Closed paulbatum closed 6 months ago
@xt0rted I moved this from the webjobs sdk repo because this issue is really about the webjobs functionality that exists in kudu and not the webjobs SDK itself.
Have you experimented with approaches where your webjob would emit some type of heartbeat log to app insights, and you would write an alert against your app insights instance that alerts when the heartbeat is not present?
At the very least the portal should give me an error alert that the webjob is failing to start
I'm surprised about that part. If it fails to start, the Portal should not be telling you that the WebJob is running.
The status of the jobs in the portal was something like starting up
or restarting
. At first glance it seems like everything is fine because of the way it's worded. If it was failed to start
, error starting
, or error starting - retrying
then that'd be much more helpful.
What I was referring to with the portal error is something like the alerts that show in the top right when you login that say you have xx credits remaining
or when you save your app settings. I've received those a number of times saying api calls were being throttled (I think for deployments).

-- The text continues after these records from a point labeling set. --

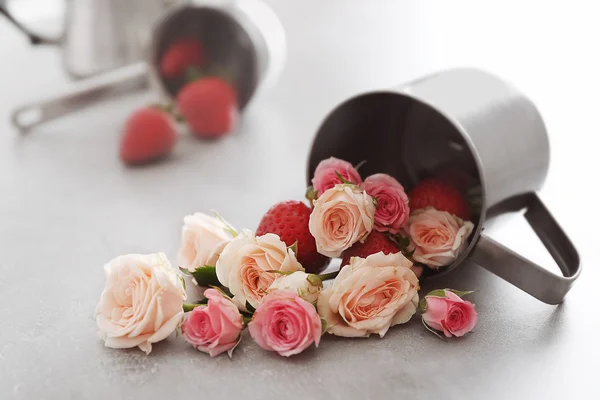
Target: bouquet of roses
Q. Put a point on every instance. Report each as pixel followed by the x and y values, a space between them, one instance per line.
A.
pixel 272 282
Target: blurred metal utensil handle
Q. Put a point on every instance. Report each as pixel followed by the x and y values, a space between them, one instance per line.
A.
pixel 85 93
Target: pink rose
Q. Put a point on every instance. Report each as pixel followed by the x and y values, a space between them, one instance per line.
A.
pixel 437 237
pixel 341 216
pixel 449 314
pixel 214 328
pixel 325 175
pixel 285 323
pixel 370 295
pixel 392 202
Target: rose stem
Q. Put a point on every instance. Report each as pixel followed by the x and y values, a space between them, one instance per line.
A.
pixel 328 276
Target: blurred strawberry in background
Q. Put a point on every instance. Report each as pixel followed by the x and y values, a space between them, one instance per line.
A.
pixel 209 106
pixel 149 134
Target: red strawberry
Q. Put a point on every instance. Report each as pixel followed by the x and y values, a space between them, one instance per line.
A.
pixel 441 196
pixel 376 242
pixel 289 220
pixel 149 133
pixel 180 55
pixel 209 106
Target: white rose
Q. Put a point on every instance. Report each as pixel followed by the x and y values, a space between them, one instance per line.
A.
pixel 370 295
pixel 203 237
pixel 244 262
pixel 142 302
pixel 343 215
pixel 437 237
pixel 307 286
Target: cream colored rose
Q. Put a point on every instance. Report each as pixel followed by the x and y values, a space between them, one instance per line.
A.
pixel 244 262
pixel 203 237
pixel 370 295
pixel 142 302
pixel 342 216
pixel 437 237
pixel 307 286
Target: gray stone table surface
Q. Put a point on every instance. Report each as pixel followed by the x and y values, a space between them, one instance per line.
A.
pixel 67 206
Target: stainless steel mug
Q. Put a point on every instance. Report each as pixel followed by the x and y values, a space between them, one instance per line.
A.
pixel 97 35
pixel 243 37
pixel 473 123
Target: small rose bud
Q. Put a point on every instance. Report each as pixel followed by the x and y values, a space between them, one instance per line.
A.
pixel 307 286
pixel 444 310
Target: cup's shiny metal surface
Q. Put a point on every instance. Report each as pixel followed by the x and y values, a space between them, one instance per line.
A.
pixel 475 126
pixel 243 38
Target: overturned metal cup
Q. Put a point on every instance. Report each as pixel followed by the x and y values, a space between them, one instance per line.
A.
pixel 468 121
pixel 244 38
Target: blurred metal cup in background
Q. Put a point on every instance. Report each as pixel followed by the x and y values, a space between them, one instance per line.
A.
pixel 97 35
pixel 481 129
pixel 243 37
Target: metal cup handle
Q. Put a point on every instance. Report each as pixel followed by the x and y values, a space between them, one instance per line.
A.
pixel 523 273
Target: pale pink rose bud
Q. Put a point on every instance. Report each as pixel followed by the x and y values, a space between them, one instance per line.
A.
pixel 203 237
pixel 437 237
pixel 370 295
pixel 246 263
pixel 392 202
pixel 325 174
pixel 341 216
pixel 216 327
pixel 443 310
pixel 285 323
pixel 142 302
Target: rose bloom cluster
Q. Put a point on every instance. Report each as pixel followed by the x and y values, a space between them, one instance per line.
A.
pixel 256 281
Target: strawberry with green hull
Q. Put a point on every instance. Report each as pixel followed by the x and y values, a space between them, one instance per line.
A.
pixel 441 196
pixel 289 220
pixel 149 134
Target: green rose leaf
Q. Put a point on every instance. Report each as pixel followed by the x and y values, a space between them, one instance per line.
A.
pixel 431 329
pixel 344 180
pixel 294 248
pixel 311 194
pixel 250 308
pixel 459 293
pixel 422 305
pixel 190 306
pixel 437 293
pixel 323 326
pixel 404 242
pixel 206 276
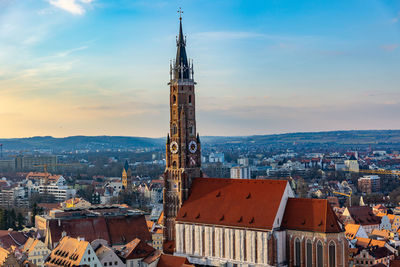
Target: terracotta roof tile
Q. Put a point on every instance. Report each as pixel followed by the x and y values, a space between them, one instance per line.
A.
pixel 136 249
pixel 233 202
pixel 363 215
pixel 115 230
pixel 69 252
pixel 3 255
pixel 309 214
pixel 172 261
pixel 351 230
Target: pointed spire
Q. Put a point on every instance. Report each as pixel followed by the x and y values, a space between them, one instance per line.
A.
pixel 181 61
pixel 126 166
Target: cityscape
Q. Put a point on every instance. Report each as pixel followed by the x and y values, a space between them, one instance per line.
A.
pixel 248 173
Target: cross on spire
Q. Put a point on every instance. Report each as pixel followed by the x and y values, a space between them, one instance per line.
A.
pixel 180 13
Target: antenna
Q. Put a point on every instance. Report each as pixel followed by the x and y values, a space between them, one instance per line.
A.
pixel 180 13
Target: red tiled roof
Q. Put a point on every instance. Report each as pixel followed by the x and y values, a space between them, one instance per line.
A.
pixel 13 238
pixel 136 249
pixel 307 214
pixel 172 261
pixel 363 215
pixel 169 247
pixel 115 230
pixel 123 229
pixel 233 202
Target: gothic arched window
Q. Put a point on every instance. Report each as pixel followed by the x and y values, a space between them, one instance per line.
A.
pixel 320 254
pixel 297 254
pixel 309 253
pixel 332 254
pixel 174 129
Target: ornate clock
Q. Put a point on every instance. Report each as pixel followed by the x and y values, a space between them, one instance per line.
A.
pixel 192 161
pixel 192 147
pixel 174 147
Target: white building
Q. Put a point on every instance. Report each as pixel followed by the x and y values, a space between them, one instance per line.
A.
pixel 36 251
pixel 60 193
pixel 241 172
pixel 73 252
pixel 243 161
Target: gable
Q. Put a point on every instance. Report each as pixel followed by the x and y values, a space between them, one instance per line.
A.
pixel 314 215
pixel 233 202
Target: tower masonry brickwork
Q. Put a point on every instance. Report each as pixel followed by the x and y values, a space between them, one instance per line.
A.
pixel 183 148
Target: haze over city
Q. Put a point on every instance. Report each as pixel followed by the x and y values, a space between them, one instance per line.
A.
pixel 95 67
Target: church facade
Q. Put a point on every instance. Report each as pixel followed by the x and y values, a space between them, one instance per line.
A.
pixel 183 148
pixel 236 222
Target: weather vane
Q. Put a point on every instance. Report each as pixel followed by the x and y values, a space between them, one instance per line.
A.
pixel 180 13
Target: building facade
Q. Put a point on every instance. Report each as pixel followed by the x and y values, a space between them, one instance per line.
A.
pixel 183 156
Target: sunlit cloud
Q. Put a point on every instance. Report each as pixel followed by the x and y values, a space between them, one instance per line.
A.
pixel 76 7
pixel 390 47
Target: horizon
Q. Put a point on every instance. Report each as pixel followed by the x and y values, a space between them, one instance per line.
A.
pixel 162 137
pixel 95 68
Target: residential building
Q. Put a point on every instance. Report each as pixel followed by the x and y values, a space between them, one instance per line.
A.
pixel 369 184
pixel 127 176
pixel 36 251
pixel 8 259
pixel 352 164
pixel 113 229
pixel 362 215
pixel 108 257
pixel 216 157
pixel 60 193
pixel 134 252
pixel 354 231
pixel 73 252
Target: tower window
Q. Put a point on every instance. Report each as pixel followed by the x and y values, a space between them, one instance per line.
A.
pixel 174 129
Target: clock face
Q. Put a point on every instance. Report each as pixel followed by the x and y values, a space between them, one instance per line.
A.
pixel 192 147
pixel 192 161
pixel 174 147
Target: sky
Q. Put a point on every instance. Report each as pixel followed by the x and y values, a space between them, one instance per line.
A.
pixel 101 67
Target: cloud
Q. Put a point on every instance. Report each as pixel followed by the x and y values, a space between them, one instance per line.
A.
pixel 76 7
pixel 226 35
pixel 68 52
pixel 390 47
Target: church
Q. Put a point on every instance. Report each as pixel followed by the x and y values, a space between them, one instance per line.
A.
pixel 236 222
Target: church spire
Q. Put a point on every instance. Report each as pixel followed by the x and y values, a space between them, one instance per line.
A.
pixel 181 66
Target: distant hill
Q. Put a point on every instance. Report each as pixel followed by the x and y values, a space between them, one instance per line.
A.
pixel 80 143
pixel 102 143
pixel 338 137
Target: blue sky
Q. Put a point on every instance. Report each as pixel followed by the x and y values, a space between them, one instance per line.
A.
pixel 94 67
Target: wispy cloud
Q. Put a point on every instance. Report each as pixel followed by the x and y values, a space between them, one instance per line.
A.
pixel 390 47
pixel 76 7
pixel 227 35
pixel 68 52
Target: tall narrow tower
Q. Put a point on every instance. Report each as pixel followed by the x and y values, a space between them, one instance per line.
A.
pixel 183 157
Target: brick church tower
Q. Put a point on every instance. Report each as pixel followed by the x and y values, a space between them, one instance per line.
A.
pixel 183 156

If app insights was used inside the webjob host (the process that discovers & runs them, not the JobHost
class) then that could log job failures, which would then show in the failures blade/failed requests list. I'm sure this could also be used to setup alerts, but I've yet to figure those out.
Yep, starting up
or restarting
is what I would expect. Just wanted to confirm it didn't say running
.
But other than that, yes, I agree that the lack of alerting is not ideal. I don't think there is a great solution right now.
Since you are using AI you can do something like this in the meantime:
public class Functions
{
public static async Task MyWebJobAsync([TimerTrigger("0 0 2 * * *", RunOnStartup = true)] TimerInfo timer = null)
{
using (var webJob = new TrackWebJob())
{
try
{
// Do something
}
catch (Exception e)
{
webJob.Failed(e);
}
}
}
}
public class TrackWebJob : IDisposable
{
private readonly TelemetryClient telemetry = new TelemetryClient(); // Should be reused!!!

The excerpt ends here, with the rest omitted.